Citation Fall 2000
- Fuel Sump Drains
- Safe Flight Corporation Can Help Replace Your Current N1 Reminder
- Cold Weather Slush Boot
- Don’t Damage Your ACM
- Check Your Landing Lights
Sumping fuel for your wings is an important step in keeping contamination out of your fuel cell. Repeated use of the sump can cause leakage. If your airplane has been built within the last 15 years, you probably have sumps that can be resealed without draining the tanks.
Instead of pushing up and turning the center portion of the sump, apply enough pressure on the center portion to allow rotation in the opposite direction. The center will pop downward and expose a blue or black o-ring. The sumps are made so that fuel will not leak much during this process. Remove and replace the o-ring with a new one (p/n MS29513-010). The center portion of the sump can now be reset flush.
Safe Flight Corporation makes an electronic computer to replace your current N1 thumb wheel reminder. The computer has three different settings: one for climb, one for takeoff and one for cruise.
It also adjusts for anti-ice selection and has an OAT input for correct calculations. It is possible for it to be installed in the pilot’s panel with very little panel rework. Most installations can be done with a field approval or with a 337 form authorization.
Cessna has offered a nose gear slush boot for winter operations for many years (p/n CJMD232-005). Installation procedures are in the maintenance manual and use Ty-raps to secure it to the strut. A common problem that technicians see is that the upper end of the boot does not stay on the nose gear. The gear is designed at the upper end without a “flange” or edge for the boot and Ty-rap to set it against. Try using a hose clamp p/n NAS1922-0275-1 instead of the Ty-rap at the upper end. The hose clamp will secure the boot tighter to the strut than a Ty-rap. The clamp must be positioned so that the nose gear scissors do not interfere with the clamp. Position the clamp on the outside of the boot instead of putting it through the small pocket on the boot.
A word of caution: Make sure that the strut is fully extended during the installation of the boot and clamp. If the strut is not fully extended and the boot is installed, it may cause the nose strut to not extend completely during takeoff and the nose gear to not go in the uplock hook correctly.
On Cessna models S550, 560, 550 Unit 460 and on, Cessna has installed a Ground Bleed Air Pressure Switch. This switch is installed to shut the Ground Bleed Air Valve if advancing the right throttle for any reason.
During several pre-inspection ground runs, we have found this switch to be inoperative. If this switch is inoperative then the ACM can be over-pressurized and possible damage can occur to the ACM. A periodic functional check can verify operation and prevent possible damage to the system.
For more info, contact Joe Austin in BTL at 800.525.2376, or Ed Johnson in LNK at 800.228.4277.
With winter weather approaching, we have fewer daylight hours and more evening hours. A quick check of your gear mounted landing light can be performed, without jacking the airplane.

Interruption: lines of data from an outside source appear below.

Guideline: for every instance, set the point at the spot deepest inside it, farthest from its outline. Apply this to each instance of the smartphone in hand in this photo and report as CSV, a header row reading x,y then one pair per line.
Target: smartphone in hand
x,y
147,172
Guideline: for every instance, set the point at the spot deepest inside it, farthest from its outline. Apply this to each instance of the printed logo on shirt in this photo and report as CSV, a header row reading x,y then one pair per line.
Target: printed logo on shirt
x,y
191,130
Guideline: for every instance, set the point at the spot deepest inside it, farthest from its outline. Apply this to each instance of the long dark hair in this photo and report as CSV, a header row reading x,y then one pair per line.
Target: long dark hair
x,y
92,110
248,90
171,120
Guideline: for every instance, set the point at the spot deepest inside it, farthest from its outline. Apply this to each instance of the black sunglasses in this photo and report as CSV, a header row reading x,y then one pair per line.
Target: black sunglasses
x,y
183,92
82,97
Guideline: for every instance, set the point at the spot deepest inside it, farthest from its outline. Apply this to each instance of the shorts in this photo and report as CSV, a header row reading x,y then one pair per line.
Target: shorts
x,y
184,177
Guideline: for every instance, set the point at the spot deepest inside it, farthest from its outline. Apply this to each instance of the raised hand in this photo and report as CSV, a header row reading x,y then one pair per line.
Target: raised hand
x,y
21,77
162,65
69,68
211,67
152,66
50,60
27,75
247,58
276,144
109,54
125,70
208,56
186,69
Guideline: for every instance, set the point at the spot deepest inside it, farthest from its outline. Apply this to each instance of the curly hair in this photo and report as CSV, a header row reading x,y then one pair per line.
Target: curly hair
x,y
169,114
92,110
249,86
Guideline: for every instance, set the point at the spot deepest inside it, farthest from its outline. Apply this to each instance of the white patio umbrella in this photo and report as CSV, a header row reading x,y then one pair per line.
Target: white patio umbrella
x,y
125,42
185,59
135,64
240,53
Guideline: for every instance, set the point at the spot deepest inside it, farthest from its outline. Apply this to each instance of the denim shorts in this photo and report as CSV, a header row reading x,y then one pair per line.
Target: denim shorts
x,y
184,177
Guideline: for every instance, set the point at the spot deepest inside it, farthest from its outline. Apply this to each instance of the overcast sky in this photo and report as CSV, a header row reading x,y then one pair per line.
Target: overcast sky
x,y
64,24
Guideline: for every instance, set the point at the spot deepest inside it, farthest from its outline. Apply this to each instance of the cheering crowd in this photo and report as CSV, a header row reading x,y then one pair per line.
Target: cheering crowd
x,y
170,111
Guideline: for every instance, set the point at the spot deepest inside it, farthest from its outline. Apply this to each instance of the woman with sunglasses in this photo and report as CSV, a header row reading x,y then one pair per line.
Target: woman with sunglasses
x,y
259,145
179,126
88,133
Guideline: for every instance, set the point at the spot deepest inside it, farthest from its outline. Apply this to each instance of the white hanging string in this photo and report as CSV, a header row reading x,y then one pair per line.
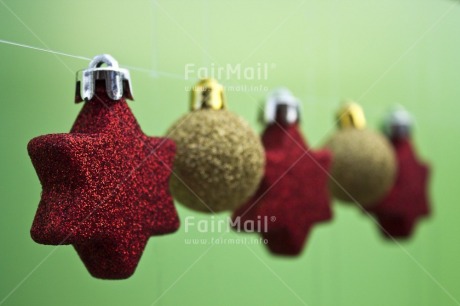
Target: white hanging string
x,y
153,73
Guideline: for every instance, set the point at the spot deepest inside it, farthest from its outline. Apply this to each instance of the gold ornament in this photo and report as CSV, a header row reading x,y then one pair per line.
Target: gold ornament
x,y
220,160
364,165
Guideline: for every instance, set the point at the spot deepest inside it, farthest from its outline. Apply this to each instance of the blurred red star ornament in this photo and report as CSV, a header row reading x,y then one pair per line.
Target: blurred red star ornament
x,y
105,184
408,200
293,195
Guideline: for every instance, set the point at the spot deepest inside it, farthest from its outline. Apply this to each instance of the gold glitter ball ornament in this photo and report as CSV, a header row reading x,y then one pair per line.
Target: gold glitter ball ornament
x,y
364,164
220,160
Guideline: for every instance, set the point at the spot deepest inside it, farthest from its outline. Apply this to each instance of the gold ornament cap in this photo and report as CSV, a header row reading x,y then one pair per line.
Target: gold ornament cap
x,y
351,115
207,94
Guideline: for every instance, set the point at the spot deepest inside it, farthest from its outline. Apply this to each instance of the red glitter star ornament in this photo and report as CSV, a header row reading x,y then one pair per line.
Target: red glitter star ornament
x,y
293,195
105,184
408,199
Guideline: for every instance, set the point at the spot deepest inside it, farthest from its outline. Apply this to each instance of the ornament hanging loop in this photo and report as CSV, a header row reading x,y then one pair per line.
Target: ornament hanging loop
x,y
282,107
351,115
117,80
207,94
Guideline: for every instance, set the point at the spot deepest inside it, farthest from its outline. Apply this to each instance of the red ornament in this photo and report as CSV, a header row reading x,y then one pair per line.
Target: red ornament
x,y
293,195
105,187
407,201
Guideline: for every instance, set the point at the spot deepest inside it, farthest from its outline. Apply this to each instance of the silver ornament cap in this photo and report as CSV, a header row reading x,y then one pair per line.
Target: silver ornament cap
x,y
281,106
117,80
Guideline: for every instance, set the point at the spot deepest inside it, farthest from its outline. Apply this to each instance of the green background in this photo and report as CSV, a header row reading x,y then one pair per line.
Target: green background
x,y
378,52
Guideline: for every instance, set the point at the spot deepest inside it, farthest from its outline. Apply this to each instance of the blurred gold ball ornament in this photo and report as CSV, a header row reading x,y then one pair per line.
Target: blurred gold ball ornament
x,y
364,164
220,160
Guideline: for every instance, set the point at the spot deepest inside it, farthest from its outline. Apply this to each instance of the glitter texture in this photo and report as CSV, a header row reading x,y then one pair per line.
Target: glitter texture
x,y
219,161
293,194
408,199
363,165
105,187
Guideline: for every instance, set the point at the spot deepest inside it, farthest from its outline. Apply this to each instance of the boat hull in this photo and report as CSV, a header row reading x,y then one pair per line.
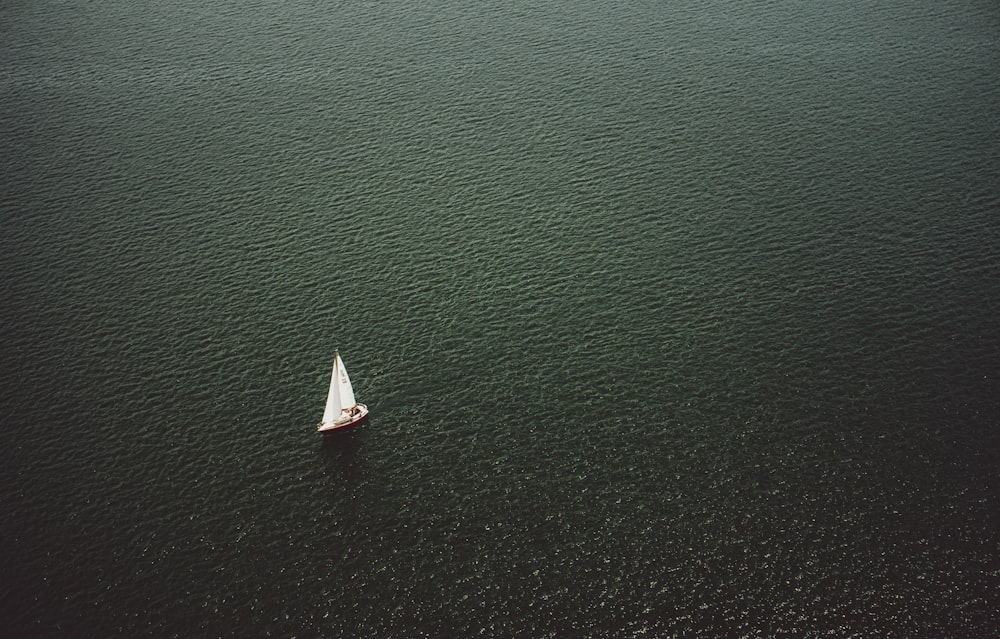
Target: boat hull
x,y
335,427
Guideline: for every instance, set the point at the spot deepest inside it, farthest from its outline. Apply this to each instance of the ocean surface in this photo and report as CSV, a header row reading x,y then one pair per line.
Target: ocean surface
x,y
675,319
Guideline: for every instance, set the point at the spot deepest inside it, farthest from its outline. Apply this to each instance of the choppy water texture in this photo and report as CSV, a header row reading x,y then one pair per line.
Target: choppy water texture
x,y
675,319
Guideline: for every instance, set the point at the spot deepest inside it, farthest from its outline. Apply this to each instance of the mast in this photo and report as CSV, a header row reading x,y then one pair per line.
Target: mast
x,y
332,410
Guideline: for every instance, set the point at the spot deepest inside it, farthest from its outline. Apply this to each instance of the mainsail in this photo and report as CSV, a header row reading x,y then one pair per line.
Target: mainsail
x,y
337,400
342,410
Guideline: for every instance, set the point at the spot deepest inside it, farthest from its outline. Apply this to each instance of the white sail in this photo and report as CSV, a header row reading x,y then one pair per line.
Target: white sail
x,y
333,399
346,390
342,410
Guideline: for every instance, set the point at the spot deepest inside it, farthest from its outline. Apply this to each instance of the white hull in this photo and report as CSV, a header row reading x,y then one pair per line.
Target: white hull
x,y
346,420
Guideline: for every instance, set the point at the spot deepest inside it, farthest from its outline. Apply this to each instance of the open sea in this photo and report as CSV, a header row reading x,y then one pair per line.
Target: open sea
x,y
675,319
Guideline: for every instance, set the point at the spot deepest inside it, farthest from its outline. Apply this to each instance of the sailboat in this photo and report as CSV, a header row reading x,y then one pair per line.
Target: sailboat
x,y
342,411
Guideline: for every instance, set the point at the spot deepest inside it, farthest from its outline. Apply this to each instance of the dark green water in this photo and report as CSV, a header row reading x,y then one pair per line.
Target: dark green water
x,y
674,319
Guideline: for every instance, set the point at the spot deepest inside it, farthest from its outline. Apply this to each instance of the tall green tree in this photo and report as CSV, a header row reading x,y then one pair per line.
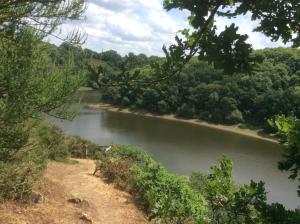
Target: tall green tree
x,y
228,49
30,84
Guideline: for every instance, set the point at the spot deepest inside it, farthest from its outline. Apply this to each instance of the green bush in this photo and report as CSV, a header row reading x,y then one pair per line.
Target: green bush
x,y
53,139
167,198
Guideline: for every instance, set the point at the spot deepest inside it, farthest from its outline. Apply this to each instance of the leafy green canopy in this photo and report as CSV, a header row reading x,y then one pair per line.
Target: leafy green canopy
x,y
30,84
42,15
228,50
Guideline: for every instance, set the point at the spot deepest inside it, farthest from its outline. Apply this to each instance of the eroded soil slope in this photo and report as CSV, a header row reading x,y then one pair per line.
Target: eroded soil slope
x,y
103,203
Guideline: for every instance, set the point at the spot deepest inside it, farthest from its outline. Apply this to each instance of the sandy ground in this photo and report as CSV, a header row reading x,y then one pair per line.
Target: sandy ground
x,y
233,128
106,205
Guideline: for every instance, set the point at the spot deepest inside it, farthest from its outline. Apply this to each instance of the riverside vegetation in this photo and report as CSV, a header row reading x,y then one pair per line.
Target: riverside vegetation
x,y
165,197
33,82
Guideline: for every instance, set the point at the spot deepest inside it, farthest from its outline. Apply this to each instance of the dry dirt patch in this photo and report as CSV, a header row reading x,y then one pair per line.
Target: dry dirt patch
x,y
106,205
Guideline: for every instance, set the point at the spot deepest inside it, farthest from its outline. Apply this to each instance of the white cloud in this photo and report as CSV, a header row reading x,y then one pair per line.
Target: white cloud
x,y
142,26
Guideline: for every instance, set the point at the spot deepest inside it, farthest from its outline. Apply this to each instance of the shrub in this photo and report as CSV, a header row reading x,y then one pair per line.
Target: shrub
x,y
52,138
117,172
167,198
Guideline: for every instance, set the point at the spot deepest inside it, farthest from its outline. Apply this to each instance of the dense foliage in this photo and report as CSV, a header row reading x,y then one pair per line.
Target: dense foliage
x,y
202,198
31,84
204,92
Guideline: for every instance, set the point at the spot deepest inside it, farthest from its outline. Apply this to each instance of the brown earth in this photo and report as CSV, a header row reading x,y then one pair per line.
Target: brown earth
x,y
105,204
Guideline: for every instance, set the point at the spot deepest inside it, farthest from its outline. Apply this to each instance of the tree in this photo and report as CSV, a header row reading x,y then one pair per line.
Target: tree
x,y
228,49
44,16
288,129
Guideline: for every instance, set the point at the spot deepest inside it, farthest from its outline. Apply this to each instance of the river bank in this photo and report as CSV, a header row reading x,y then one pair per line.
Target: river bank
x,y
259,134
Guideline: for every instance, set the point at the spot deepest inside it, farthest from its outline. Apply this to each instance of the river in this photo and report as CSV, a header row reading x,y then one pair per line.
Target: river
x,y
183,148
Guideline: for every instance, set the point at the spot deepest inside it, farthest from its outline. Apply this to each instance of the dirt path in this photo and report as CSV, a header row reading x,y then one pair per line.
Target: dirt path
x,y
106,205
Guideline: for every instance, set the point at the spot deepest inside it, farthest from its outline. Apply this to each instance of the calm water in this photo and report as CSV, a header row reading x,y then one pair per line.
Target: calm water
x,y
184,148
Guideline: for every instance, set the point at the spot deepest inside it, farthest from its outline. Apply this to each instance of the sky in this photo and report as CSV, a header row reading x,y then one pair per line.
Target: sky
x,y
142,26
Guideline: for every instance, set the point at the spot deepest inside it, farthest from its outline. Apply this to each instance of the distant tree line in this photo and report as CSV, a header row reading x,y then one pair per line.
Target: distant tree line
x,y
200,91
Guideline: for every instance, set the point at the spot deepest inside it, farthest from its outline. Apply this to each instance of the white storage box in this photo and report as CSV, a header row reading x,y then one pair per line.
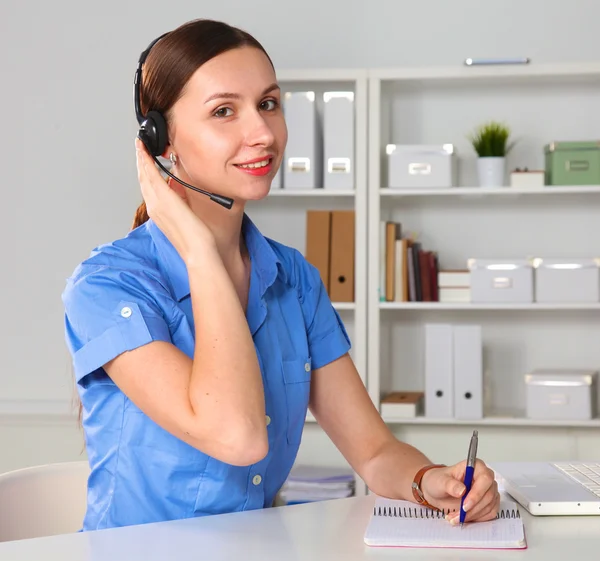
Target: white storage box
x,y
421,166
524,179
562,394
501,280
570,280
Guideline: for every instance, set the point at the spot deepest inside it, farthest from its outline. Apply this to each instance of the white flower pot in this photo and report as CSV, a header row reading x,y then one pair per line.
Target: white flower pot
x,y
491,172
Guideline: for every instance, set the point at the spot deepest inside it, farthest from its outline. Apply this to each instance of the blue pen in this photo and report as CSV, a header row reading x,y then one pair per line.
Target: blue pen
x,y
471,457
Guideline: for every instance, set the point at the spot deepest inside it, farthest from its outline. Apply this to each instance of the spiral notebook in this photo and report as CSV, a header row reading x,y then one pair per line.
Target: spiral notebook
x,y
396,523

With both landing lights selected “on,” stand directly in front of the landing light with your legs together and approximately four feet in front of the wing. Note the area on your legs where the light is concentrated. Go to the other side and check the other landing light. If the light beam does not hit your legs like the other side, an adjustment is suggested.
There is a procedure in the manual to adjust lights correctly, but using this quick check will help determine if adjustment is needed.